HAMPSON ON THE FINAL STREET RACE OF THE SEASON AND FOR THE DALLARA CHASSIS
“I think it is definitely time to move on to a new chassis. The chassis James will be racing is seven seasons old. I know there are others in pit lane that are nine seasons old. The front pullrod arrangement - which was designed for the least possible aero drag at Indy - is not the correct solution for street courses. And it’s difficult to work on. Purchasing new cars is going to be expensive for the teams, but for the engineers and mechanics - we're ready for something new.
“With the added turbochargers, we're going to have significantly more power next year. That's going to bring the new generation Indy car in line with the old Champ Cars. The added power is going to make the cars hard to drive, and harder to set up and I think that's a good thing. These cars should be the most difficult beasts in motorsport. Next year, they will be a lot closer that. It will separate the drivers and teams. The really, really good ones will certainly stand out.”
ORIOL AND JAMES ON THE FINAL STREET RACE FOR THE CURRENT DALLARA CHASSIS
“That is a very good point,” said Servia about this being the final street race for the chassis. “This Dallara was originally designed to only drive on ovals so the last couple of years we have made it do things that it was not really intended for. I personally cannot wait for the new car next year as I believe it will be a lot more fun to drive around twisty places like most street races. It would be great to win the last race of this car in a street race.”

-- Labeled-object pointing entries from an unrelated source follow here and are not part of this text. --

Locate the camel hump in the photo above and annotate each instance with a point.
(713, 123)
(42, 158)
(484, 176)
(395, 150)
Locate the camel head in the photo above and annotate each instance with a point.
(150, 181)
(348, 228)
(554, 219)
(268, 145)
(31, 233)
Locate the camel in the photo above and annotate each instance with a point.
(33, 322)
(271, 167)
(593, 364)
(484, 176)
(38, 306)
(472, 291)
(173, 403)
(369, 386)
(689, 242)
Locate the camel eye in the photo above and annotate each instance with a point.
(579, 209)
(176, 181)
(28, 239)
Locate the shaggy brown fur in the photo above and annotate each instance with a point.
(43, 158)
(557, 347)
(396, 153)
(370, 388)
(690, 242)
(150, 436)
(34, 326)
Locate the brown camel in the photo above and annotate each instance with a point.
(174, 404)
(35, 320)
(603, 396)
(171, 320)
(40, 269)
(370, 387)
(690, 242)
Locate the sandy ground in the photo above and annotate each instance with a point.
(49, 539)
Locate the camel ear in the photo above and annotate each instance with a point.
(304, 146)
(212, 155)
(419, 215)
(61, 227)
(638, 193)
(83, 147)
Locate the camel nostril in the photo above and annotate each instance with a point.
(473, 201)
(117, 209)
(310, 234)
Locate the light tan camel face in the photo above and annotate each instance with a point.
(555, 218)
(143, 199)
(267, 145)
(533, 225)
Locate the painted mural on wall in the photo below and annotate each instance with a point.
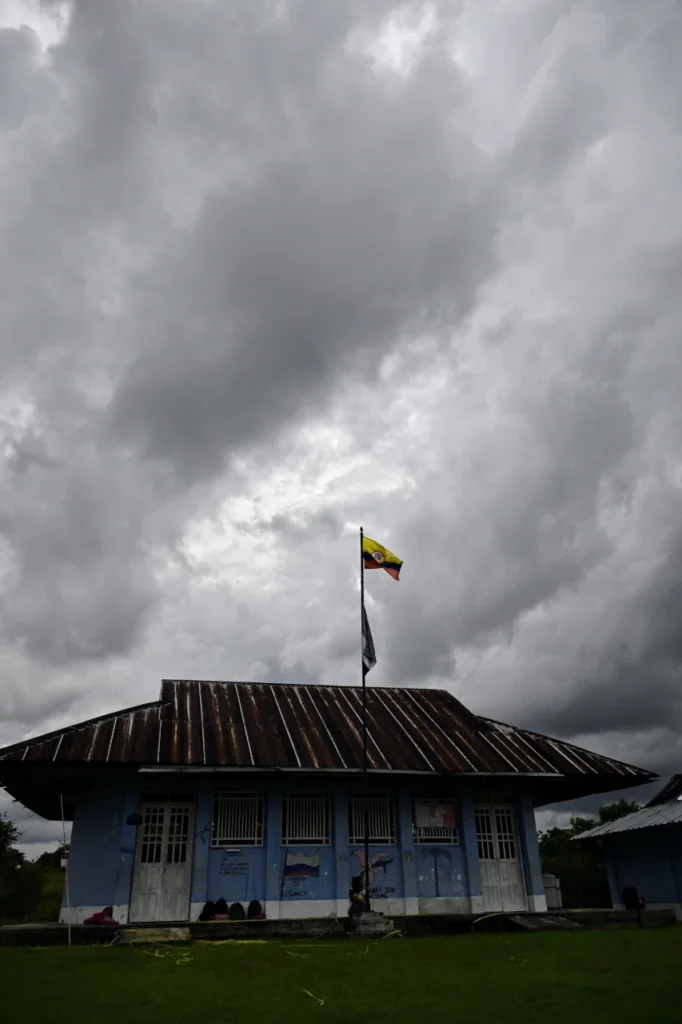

“In a way it's a little sad that it will be the last street race for this car!” added Hinchcliffe. “I have only had this season to get to know it, but she has treated me well on the street courses! I have always liked street courses. The challenge of getting the best out of a car on a slick, bumpy surface with zero margin for error is a tremendous task and very rewarding when you get it right. I hope that we can have a great weekend and send off the current car with a good finish.”
ORIOL AND JAMES ON GOALS FOR THE REMAINDER OF THE SEASON
“We have done a great job all year and it shows in the points standings,” said Servia. “We want to win more races and continue the fight for points and I honestly believe that the best way to do it is just continue with the same approach we have had all year -- just focus on doing our best, session by session. If we do that, and knowing that this is the Orioles town, I think we should be in pretty good shape!”
“Honestly, I can't believe there are only four races left,” said Hinchcliffe. “I am trying not to think about it. I have no real goals or expectations at this point. I just want to head to every weekend and focus on that weekend and getting the best out of what we have. I am sure that some of the remaining races we will be more competitive than others, but as long as we maximize what we bring to the track then I can sleep well on Sunday nights.”